Rep. Louise Slaughter, the top Democrat on the powerful House rules committee, has a response to Republican efforts to water-down financial reform legislation: Tie it to political intelligence. On Tuesday, with the rules committee set to consider the SEC Regulatory Accountability Act, a GOP bill designed to stunt the Security and Exchange Commission’s implementation of the Dodd–Frank financial reform law, Slaughter introduced an amendment that would prevent the law from going into effect unless Congress also passes a law requiring so-called political intelligence operatives to register under the Lobbying Disclosure Act and disclose their clients. Slaughter would also extend revolving-door statutes to government employees who join the private sector, mandating a cooling-off period of varying length before they can begin working as a political intelligence operative.

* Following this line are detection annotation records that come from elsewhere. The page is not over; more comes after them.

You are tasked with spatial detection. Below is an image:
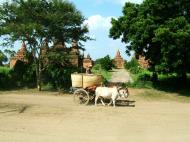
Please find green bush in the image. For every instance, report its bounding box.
[125,57,141,74]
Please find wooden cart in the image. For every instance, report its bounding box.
[71,73,103,105]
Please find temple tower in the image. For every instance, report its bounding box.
[113,50,125,69]
[10,42,28,68]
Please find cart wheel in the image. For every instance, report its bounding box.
[74,89,90,105]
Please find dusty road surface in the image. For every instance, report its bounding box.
[0,92,190,142]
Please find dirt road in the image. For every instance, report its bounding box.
[0,93,190,142]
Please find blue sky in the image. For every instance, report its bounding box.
[70,0,142,60]
[0,0,142,60]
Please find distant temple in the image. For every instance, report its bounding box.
[113,50,125,69]
[83,54,93,69]
[10,40,92,68]
[10,43,28,68]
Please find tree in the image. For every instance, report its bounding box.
[0,0,89,90]
[95,55,114,71]
[110,0,190,79]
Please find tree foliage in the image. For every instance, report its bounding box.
[95,55,114,71]
[110,0,190,75]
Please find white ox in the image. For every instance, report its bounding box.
[95,86,129,107]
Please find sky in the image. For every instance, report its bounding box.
[70,0,142,60]
[0,0,142,60]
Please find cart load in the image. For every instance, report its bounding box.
[71,73,103,88]
[71,73,103,105]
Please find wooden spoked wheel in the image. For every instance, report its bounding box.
[74,89,90,105]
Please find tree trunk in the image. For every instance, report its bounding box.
[180,72,187,82]
[152,72,158,82]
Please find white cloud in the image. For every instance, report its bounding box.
[84,15,112,31]
[120,0,143,5]
[95,0,143,5]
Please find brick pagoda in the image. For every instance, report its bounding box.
[10,43,28,68]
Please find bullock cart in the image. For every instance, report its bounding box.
[71,73,103,105]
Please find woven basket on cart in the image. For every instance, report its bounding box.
[71,73,103,88]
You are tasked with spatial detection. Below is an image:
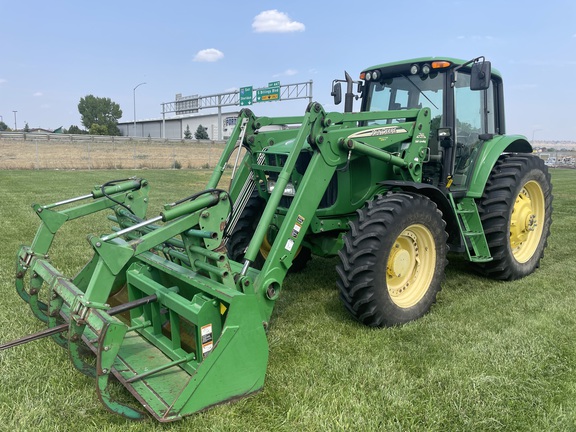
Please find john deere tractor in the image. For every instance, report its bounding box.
[2,57,552,421]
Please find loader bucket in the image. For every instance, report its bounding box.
[6,179,268,422]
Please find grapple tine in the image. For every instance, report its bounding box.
[0,324,68,351]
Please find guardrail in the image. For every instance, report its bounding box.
[0,132,230,170]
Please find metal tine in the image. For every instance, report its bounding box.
[0,294,158,351]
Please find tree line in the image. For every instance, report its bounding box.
[0,95,209,140]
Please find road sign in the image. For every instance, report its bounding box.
[240,86,252,106]
[256,87,280,102]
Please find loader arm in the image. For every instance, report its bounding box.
[0,103,429,421]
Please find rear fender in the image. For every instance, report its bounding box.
[467,135,532,198]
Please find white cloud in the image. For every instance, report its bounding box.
[194,48,224,62]
[252,9,306,33]
[274,69,298,78]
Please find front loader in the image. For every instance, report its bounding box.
[1,58,552,421]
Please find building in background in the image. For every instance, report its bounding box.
[118,111,239,140]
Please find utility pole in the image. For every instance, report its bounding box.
[134,83,146,136]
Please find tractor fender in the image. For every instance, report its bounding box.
[378,180,460,249]
[467,135,532,198]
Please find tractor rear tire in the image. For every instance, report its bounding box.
[227,191,312,273]
[478,154,552,280]
[336,193,448,327]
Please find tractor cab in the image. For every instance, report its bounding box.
[333,57,504,191]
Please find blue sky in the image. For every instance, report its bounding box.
[0,0,576,141]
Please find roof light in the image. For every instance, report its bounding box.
[432,60,452,69]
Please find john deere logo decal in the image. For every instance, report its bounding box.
[348,126,408,138]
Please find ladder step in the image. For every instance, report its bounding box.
[449,194,492,262]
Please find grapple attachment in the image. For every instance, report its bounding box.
[7,179,268,421]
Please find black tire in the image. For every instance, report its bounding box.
[478,154,552,280]
[227,192,312,273]
[336,193,448,327]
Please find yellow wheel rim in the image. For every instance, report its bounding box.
[386,224,436,308]
[510,181,545,263]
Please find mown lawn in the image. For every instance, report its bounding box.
[0,170,576,431]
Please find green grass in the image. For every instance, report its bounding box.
[0,170,576,431]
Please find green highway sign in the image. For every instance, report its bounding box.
[256,87,280,102]
[240,86,252,106]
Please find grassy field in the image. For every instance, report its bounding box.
[0,139,224,170]
[0,170,576,432]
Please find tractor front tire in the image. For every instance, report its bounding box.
[336,193,448,327]
[478,154,552,280]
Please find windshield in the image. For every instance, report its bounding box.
[365,73,444,125]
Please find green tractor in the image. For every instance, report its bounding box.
[1,58,552,421]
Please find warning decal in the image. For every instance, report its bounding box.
[200,324,214,357]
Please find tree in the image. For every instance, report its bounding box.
[194,125,210,139]
[78,95,122,135]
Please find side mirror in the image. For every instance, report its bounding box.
[330,82,342,105]
[470,61,492,90]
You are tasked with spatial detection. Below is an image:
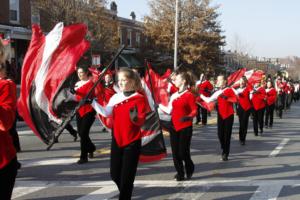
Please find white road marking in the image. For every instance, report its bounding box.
[21,158,78,168]
[250,184,283,200]
[269,138,290,157]
[76,186,119,200]
[13,179,300,200]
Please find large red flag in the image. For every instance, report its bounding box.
[18,23,89,144]
[227,68,247,86]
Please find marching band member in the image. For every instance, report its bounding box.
[159,71,197,181]
[250,81,266,136]
[197,74,214,125]
[237,76,251,145]
[0,41,18,199]
[92,68,150,200]
[265,81,277,128]
[74,66,96,164]
[200,75,237,161]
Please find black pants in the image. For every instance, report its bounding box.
[196,105,201,123]
[0,158,18,200]
[170,126,194,177]
[265,104,275,126]
[237,105,250,142]
[65,123,77,137]
[77,111,96,159]
[277,93,285,118]
[196,106,207,125]
[253,108,265,135]
[218,114,234,156]
[9,119,21,152]
[110,138,141,200]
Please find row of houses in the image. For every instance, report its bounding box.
[0,0,146,66]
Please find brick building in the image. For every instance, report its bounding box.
[0,0,31,69]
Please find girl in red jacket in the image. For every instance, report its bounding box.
[0,45,18,199]
[200,75,237,161]
[92,68,150,200]
[265,81,277,128]
[159,72,197,181]
[236,76,251,145]
[74,67,96,164]
[250,81,267,136]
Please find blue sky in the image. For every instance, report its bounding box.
[109,0,300,57]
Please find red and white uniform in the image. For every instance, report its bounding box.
[236,86,252,111]
[75,80,95,117]
[266,88,277,106]
[201,88,237,119]
[92,92,150,147]
[250,87,267,110]
[159,90,197,131]
[167,82,178,95]
[0,79,17,169]
[276,81,286,95]
[197,80,214,97]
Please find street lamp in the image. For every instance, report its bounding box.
[174,0,179,70]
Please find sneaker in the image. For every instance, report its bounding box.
[174,174,184,181]
[221,154,228,161]
[77,158,88,165]
[89,152,94,158]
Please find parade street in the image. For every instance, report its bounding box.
[13,103,300,200]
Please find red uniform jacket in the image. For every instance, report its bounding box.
[0,79,17,169]
[197,80,214,97]
[217,88,237,119]
[108,93,149,147]
[167,82,178,95]
[266,88,277,106]
[170,90,197,131]
[75,80,95,117]
[251,87,267,110]
[276,81,286,95]
[237,87,251,111]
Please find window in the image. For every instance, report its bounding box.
[135,33,141,47]
[127,29,132,46]
[9,0,20,23]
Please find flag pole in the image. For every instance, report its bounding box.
[47,45,125,151]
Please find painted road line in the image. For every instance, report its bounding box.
[76,185,119,200]
[21,158,78,168]
[250,184,283,200]
[13,179,300,200]
[269,138,290,157]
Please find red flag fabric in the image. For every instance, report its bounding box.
[248,70,265,85]
[227,68,247,86]
[18,23,89,144]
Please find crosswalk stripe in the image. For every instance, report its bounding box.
[13,180,300,200]
[250,185,282,200]
[269,138,290,157]
[76,186,119,200]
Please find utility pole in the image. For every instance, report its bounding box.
[174,0,179,70]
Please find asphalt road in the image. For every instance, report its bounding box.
[13,103,300,200]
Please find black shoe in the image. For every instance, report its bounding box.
[73,135,78,142]
[174,174,184,181]
[221,154,228,161]
[77,158,88,165]
[17,161,22,169]
[89,152,94,158]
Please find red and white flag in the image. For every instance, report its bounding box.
[18,23,89,144]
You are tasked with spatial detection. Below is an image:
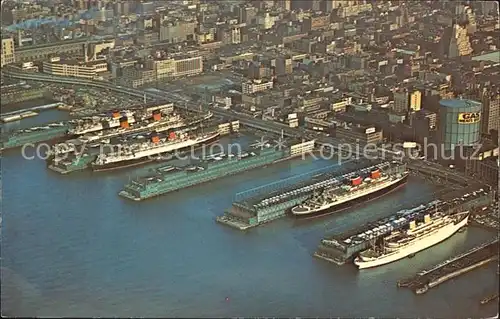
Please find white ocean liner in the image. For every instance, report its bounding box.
[292,171,408,217]
[354,212,469,269]
[92,132,219,166]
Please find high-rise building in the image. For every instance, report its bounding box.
[160,21,196,43]
[1,38,15,67]
[276,56,293,75]
[410,91,422,112]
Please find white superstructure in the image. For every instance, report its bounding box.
[292,172,407,215]
[94,132,219,165]
[354,212,469,269]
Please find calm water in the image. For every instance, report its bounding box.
[2,134,498,317]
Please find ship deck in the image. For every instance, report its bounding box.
[316,189,488,266]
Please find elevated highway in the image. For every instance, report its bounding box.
[2,68,376,156]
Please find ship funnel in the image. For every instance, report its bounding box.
[153,110,161,121]
[120,116,129,128]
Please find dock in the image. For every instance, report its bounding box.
[314,188,492,265]
[397,238,499,294]
[216,160,396,230]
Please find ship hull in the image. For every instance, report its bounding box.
[293,175,408,219]
[354,216,469,269]
[92,134,219,172]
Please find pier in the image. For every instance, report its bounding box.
[314,188,493,265]
[397,239,499,294]
[217,161,396,230]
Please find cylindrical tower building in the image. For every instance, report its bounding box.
[439,99,482,152]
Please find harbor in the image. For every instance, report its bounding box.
[314,188,493,265]
[397,238,499,294]
[119,141,314,201]
[48,115,239,175]
[216,161,405,230]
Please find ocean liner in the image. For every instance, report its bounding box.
[68,110,136,135]
[354,212,469,269]
[48,111,185,161]
[292,163,408,218]
[92,131,219,171]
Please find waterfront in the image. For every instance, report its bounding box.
[2,139,496,317]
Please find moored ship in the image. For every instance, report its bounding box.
[354,211,469,269]
[48,110,185,162]
[92,131,219,171]
[68,110,136,135]
[292,162,408,218]
[119,146,291,201]
[0,122,69,150]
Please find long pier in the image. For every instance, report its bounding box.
[397,238,499,294]
[217,161,400,230]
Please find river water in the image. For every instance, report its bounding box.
[1,115,498,317]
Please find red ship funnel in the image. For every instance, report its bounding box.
[351,176,362,186]
[153,111,161,121]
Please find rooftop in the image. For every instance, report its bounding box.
[439,99,481,108]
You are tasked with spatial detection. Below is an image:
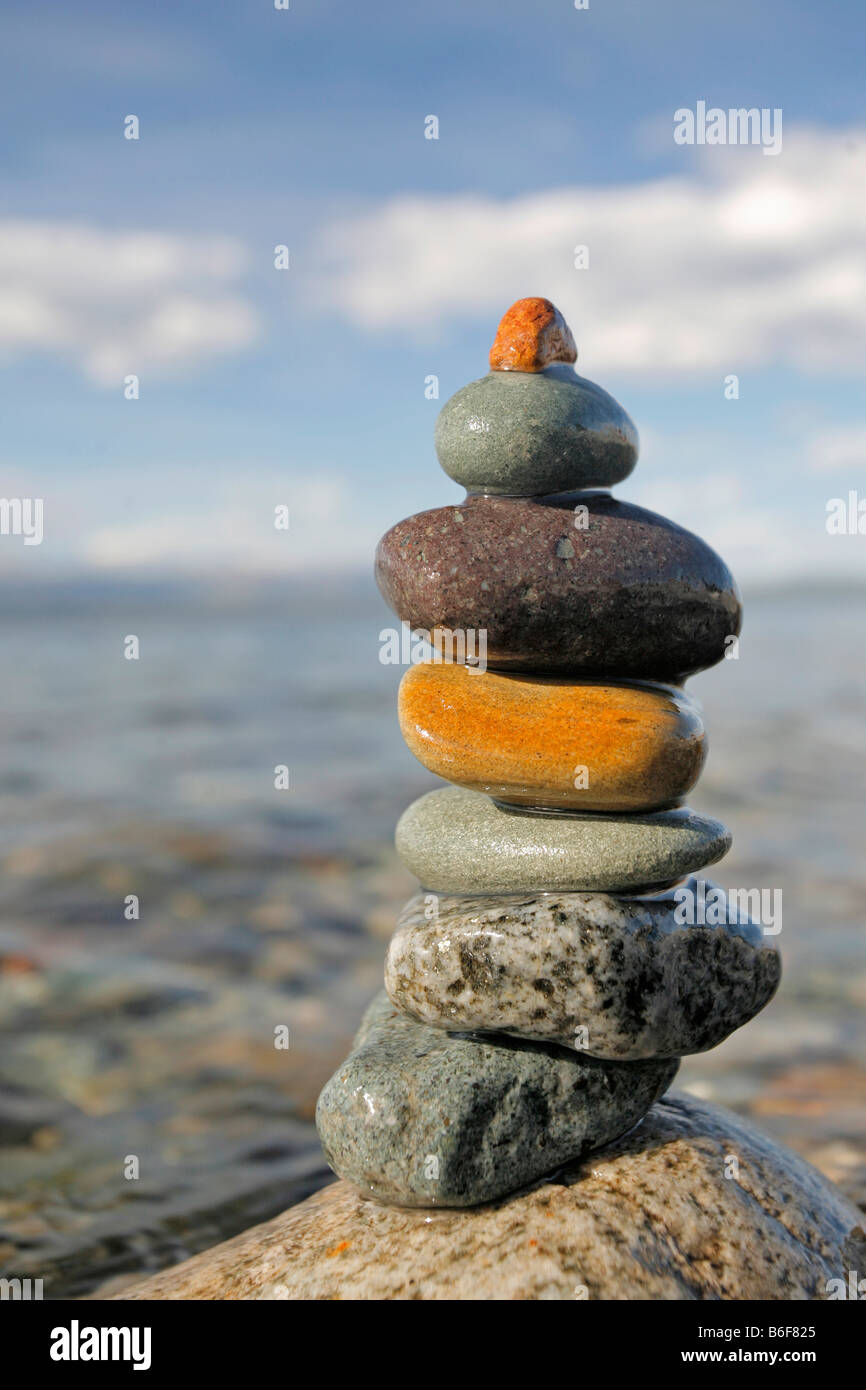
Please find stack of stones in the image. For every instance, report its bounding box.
[317,299,780,1207]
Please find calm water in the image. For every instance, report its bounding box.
[0,580,866,1295]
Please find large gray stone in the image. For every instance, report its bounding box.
[316,992,678,1207]
[435,366,638,496]
[385,878,781,1061]
[120,1094,866,1301]
[396,787,731,894]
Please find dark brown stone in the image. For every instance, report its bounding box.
[377,493,741,681]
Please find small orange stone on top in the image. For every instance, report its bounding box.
[491,299,577,371]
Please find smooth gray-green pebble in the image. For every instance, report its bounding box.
[396,787,731,894]
[316,992,677,1207]
[435,366,638,496]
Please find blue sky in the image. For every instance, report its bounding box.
[0,0,866,581]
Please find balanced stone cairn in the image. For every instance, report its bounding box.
[317,299,780,1207]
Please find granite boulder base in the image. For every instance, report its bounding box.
[117,1093,866,1301]
[396,787,731,894]
[377,493,741,682]
[316,994,678,1207]
[399,662,706,812]
[385,878,781,1061]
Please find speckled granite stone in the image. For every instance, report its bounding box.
[316,992,678,1207]
[396,787,731,894]
[385,878,781,1062]
[435,366,638,498]
[399,662,706,812]
[377,494,741,681]
[120,1093,866,1302]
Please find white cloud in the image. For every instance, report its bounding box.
[0,221,259,385]
[81,467,371,575]
[316,129,866,375]
[628,468,862,584]
[805,424,866,481]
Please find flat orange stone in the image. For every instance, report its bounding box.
[399,662,706,812]
[491,299,577,371]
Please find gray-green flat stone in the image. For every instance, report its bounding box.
[396,787,731,894]
[316,992,677,1207]
[435,366,638,496]
[385,878,781,1062]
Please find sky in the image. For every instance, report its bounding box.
[0,0,866,582]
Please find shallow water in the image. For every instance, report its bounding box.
[0,578,866,1297]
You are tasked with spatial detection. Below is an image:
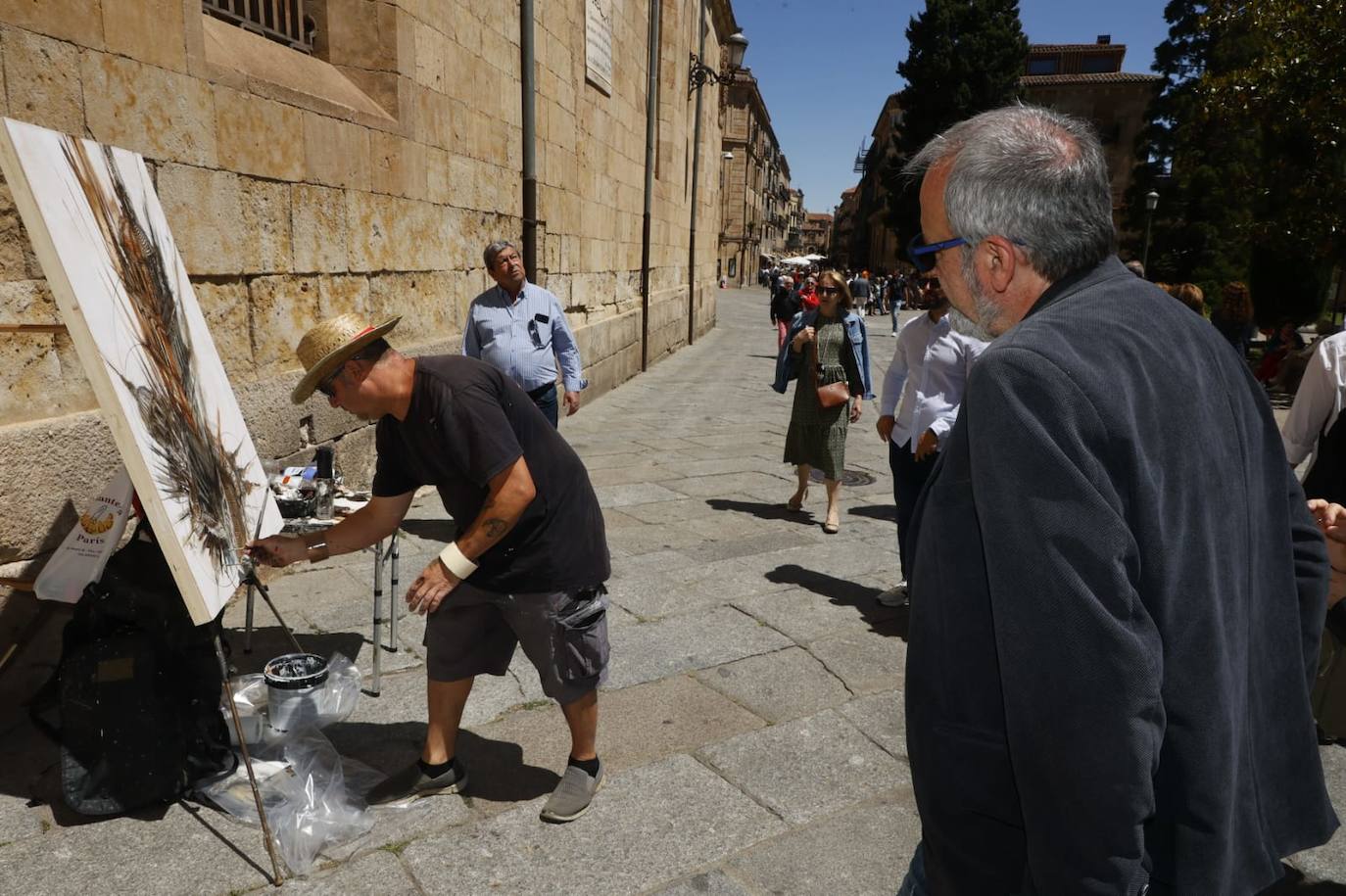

Political intelligence is a roughly $400-million-a-year industry which collects information on Congressional and regulatory wheeling and dealing, and passes it on to clients on Wall Street. Political intel operatives insist they come in peace, and that their work at its most basic level is a lot like that done by journalists—albeit for much smaller audiences. The counterpoint from disclosure advocates is this story from the Wall Street Journal, which describes how a hedge fund gained early access to a decision by the Centers for Medicare and Medicaid Services and triggered a spike in the stock prices of health insurers. The SEC launched an investigation into the case in April.
Slaughter first floated regulation of political intelligence in 2006, and nearly pushed it through last year before a fierce push-back from hedge fund lobbyists slammed the door. Her amendment isn’t expected to pass, but it’s a preview of what Slaughter and Sen. Chuck Grassley (R-Iowa) are hoping to unveil in a few months, after the SEC finishes its probe.